Créativité, maturité, rigueur

Jeune Parisien  » banlieusard « , Eymeric François n’a que 26 ans. Et pourtant, quelle créativité, quelle maturité et quelle rigueur. Enfant, déjà, il a une tête bien faite. A l’école, il est sage, concentré et studieux.  » Petit blondinet pas méchant « , comme il se définit en souriant. Adolescent, il s’oriente vers les arts appliqués où règne une discipline de fer : 42 heures de cours par semaine, dont 24 heures de dessin ! Après le bac, il décide de se lancer dans la mode et s’inscrit à l’école Duperré, la seule école publique de stylisme, donc gratuite.  » Depuis toujours, j’ai la culture de l’école publique, souligne le jeune homme. A l’école Duperré, c’était dur, mais bien. On s’y initie à la broderie et au tissage. J’y ai abordé un univers assez exhaustif qui ne se limite pas uniquement au stylisme.  » Au bout de deux ans, Eymeric a son diplôme en poche. Perfectionniste, il décide de fréquenter une troisième année de spécialisation qui n’existe plus aujourd’hui. Une bonne occasion de développer un projet personnel, un travail sur les coulisses des défilés de mode avec à la clé la création de 58 modèles.
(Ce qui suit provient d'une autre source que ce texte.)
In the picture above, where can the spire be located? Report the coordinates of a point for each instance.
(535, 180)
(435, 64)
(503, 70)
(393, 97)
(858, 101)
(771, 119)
Parallèlement, il effectue deux stages. D’abord chez Thierry Mugler. Il l’a toujours fait rêver :  » Tous les garçons de mon âge étaient très attirés par Mugler. C’est la seule maison pour laquelle j’aurais pu arrêter ma propre marque.  » Le passage chez Christian Lacroix est un autre souvenir impérissable :  » le créateur le plus naturel, le plus simple, le plus avenant et le plus adorable.  » Ces deux expériences confirment sa volonté de se lancer dans la haute couture.  » Je suis très visuel, je fonctionne par image et la haute couture, c’est le rêve. Je suis infiniment amoureux du corps féminin. C’est une machine complexe qui me fascine. Quand je vois une belle femme dans la rue, je m’arrête pour le lui dire : ne changez rien, vous êtes extrêmement séduisante.  »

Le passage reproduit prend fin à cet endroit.